But soon after Alberto R. Gonzales’s arrival as attorney general in February 2005, the Justice Department issued another opinion, this one in secret. It was a very different document, according to officials briefed on it, an expansive endorsement of the harshest interrogation techniques ever used by the Central Intelligence Agency.

The new opinion, the officials said, for the first time provided explicit authorization to barrage terror suspects with a combination of painful physical and psychological tactics, including head-slapping, simulated drowning and frigid temperatures.

Mr. Gonzales approved the legal memorandum on “combined effects” over the objections of James B. Comey, the deputy attorney general, who was leaving his job after bruising clashes with the White House. Disagreeing with what he viewed as the opinion’s overreaching legal reasoning, Mr. Comey told colleagues at the department that they would all be “ashamed” when the world eventually learned of it.
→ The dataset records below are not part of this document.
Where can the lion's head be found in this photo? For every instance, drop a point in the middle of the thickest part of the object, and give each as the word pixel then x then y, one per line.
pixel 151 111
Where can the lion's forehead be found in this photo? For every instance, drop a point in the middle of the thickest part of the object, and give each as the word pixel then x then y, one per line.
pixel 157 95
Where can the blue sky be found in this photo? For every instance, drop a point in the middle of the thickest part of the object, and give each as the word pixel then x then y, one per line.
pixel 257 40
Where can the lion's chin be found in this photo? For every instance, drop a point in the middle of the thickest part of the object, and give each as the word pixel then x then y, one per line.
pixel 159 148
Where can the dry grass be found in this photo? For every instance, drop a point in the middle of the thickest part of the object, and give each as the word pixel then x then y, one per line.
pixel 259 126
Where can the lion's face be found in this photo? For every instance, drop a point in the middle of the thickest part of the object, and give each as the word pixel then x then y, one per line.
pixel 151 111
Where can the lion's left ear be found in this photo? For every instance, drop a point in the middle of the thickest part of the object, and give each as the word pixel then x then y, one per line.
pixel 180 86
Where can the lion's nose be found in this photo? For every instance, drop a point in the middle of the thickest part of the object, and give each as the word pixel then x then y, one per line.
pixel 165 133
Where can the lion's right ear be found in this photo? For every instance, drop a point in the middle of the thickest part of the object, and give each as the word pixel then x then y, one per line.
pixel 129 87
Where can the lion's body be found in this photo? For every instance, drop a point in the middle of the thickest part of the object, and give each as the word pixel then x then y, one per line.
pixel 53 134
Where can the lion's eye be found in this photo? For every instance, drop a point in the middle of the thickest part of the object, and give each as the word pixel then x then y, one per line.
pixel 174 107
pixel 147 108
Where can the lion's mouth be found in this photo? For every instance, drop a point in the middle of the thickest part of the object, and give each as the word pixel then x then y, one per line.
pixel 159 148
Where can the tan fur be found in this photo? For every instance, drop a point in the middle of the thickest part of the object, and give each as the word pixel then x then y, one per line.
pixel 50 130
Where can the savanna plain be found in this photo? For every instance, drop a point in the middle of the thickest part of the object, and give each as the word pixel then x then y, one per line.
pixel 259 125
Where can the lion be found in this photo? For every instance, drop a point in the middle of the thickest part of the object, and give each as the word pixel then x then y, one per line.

Justice Department lawyers provided opinions on questions such as this:

“These approved techniques, say, withholding food, and 50-degree temperature — can they be combined?” Or “Do I have to do the less extreme before the more extreme?”

Apparently, they did not typically "opine" in the direction of caution, restraint or compliance with applicable treaties to which the United States is a signatory.

The result: Abu Ghraib. Guantanamo. Rendition. Secret prisons. "Severe" interrogation methods, indeed.

Mr. Cormey had it right - they will be ashamed.

It's time that State bar committees and regulatory bodies begin to take a look at these lawyers' conduct.